I’d be experimenting with increasingly complex tasks, selling these ideas to the whole team with excitement, and then they’d come back disappointed — that I’d tricked them, that the same approach hadn’t worked for them. So why?
The answer is simple: I’d been writing “prompts” for the last five years of my life — just not for agents. First for developers, then for tech leads. You know what information to provide to get the right result, because you’ve already stepped on the rake of someone lacking context and shipping the wrong thing.
Any engineering leader will recognize the type: senior on the hard skills, junior on the awareness. Technically strong, writes good code, but doesn’t ask questions, doesn’t push back on the spec, doesn’t check in along the way, doesn’t surface risks. Does exactly what they were asked — even if what they were asked was wrong.
Agents are very similar to those folks. And they need to be worked with the same way.
Imagine you’re handing such a developer a task on a new project.
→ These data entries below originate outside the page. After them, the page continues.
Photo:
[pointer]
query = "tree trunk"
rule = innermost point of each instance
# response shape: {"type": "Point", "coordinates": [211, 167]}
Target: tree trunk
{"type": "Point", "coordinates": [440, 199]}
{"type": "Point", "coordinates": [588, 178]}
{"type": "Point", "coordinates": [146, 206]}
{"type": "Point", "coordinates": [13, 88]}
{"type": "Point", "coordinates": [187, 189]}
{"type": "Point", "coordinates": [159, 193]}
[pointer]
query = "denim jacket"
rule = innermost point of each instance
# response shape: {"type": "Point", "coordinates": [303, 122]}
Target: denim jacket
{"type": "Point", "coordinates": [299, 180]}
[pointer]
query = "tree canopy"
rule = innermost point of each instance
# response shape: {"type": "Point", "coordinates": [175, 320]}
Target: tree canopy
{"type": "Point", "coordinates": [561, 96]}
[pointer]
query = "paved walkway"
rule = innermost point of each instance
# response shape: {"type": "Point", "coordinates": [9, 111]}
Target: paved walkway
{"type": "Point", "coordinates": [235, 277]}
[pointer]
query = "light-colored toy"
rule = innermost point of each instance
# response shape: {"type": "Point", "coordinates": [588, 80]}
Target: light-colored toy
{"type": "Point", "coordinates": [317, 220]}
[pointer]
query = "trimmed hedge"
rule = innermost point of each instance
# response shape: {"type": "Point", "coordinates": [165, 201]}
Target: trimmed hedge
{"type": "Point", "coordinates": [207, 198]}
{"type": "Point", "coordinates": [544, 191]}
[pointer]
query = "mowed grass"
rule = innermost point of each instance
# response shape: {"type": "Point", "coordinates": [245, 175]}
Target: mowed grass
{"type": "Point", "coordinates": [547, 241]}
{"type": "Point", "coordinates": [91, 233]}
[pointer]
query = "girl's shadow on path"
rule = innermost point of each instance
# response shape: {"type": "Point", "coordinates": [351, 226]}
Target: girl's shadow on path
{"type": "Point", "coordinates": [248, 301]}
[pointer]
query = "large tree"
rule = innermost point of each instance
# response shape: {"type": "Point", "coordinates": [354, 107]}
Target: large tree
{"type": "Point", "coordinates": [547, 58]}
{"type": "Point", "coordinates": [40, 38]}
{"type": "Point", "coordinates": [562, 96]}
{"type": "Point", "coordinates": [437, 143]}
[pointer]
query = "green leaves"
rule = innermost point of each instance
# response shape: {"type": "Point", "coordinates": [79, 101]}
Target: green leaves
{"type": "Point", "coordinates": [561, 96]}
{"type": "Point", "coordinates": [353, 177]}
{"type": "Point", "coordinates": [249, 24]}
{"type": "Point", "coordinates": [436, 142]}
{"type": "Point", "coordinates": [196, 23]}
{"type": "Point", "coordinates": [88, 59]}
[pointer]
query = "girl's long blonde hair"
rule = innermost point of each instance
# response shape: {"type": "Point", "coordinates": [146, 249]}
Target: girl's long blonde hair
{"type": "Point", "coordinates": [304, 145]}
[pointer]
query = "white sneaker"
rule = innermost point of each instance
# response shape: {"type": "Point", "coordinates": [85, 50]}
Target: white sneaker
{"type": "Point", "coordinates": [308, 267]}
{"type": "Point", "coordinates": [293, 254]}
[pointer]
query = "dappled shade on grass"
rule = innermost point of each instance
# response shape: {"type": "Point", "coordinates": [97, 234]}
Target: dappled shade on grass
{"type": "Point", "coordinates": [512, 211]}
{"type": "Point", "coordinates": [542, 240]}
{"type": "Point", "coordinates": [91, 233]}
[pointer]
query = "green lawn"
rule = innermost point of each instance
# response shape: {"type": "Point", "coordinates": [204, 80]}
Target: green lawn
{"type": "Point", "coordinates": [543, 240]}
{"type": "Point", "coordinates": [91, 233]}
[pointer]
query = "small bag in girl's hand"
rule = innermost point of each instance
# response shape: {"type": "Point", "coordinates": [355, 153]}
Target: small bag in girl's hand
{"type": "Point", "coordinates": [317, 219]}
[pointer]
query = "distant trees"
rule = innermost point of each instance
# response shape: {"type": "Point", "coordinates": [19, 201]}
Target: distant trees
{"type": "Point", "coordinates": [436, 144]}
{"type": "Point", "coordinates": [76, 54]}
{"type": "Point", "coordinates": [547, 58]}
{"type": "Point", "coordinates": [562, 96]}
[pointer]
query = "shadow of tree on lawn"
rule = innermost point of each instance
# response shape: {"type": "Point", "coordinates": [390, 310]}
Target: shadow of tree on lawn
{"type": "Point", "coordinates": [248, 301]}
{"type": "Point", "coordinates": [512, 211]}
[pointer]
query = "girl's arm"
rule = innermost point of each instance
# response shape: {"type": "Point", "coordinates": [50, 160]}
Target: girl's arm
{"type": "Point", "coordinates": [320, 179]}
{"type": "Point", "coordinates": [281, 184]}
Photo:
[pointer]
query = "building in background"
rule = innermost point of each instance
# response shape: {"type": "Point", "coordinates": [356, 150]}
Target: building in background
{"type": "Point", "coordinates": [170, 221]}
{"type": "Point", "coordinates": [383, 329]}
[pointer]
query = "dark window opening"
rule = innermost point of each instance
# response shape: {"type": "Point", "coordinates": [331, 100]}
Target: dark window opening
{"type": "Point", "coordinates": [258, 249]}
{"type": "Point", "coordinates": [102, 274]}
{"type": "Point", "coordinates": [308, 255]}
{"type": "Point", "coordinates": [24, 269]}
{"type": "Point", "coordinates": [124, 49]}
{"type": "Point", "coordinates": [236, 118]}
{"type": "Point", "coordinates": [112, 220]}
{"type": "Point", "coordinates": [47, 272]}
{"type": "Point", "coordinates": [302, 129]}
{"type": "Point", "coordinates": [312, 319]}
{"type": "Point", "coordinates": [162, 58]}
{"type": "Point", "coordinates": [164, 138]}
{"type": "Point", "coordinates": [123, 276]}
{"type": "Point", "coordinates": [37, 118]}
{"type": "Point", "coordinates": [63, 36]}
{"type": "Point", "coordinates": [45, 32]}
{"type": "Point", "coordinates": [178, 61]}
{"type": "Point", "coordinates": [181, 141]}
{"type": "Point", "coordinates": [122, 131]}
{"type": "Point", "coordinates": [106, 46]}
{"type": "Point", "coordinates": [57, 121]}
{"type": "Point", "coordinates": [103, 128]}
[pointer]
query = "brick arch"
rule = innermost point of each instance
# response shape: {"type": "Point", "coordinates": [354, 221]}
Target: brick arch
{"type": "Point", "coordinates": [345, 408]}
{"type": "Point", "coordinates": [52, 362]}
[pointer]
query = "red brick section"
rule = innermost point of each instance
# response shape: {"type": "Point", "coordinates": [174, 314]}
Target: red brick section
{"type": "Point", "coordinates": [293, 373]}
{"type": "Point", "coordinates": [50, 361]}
Before the task, you usually walk them through a bunch of stuff: how things are structured, what to pay attention to, where you’ve already burned yourself. With an agent, all of that has to go into the prompt. It won’t re-ask, won’t come back to clarify — it’ll do what it sees.
Next, they need something to read. That’s the project’s docs. If there are none or they’re stale — that’s an old debt that never made it to the top of the list. Now there’s a reason to deal with it: for an agent, docs are continuously-applied rules of the game.
Backstopping you is the same routine we already keep around live developers: tests, linters, CI. With an agent they’re doubly necessary: they catch errors before you do and save hours of line-by-line manual review.
When the agent gets it wrong, the important thing is not to patch it manually but to understand what it was missing — context, a rule, a test — and add that for next time. Same as with a team: blame the process, not the person. Sort it out once and the same story won’t repeat.
If you’re good at giving tasks to developers of that type — you already know how to work with agents. Same skill, just a different recipient.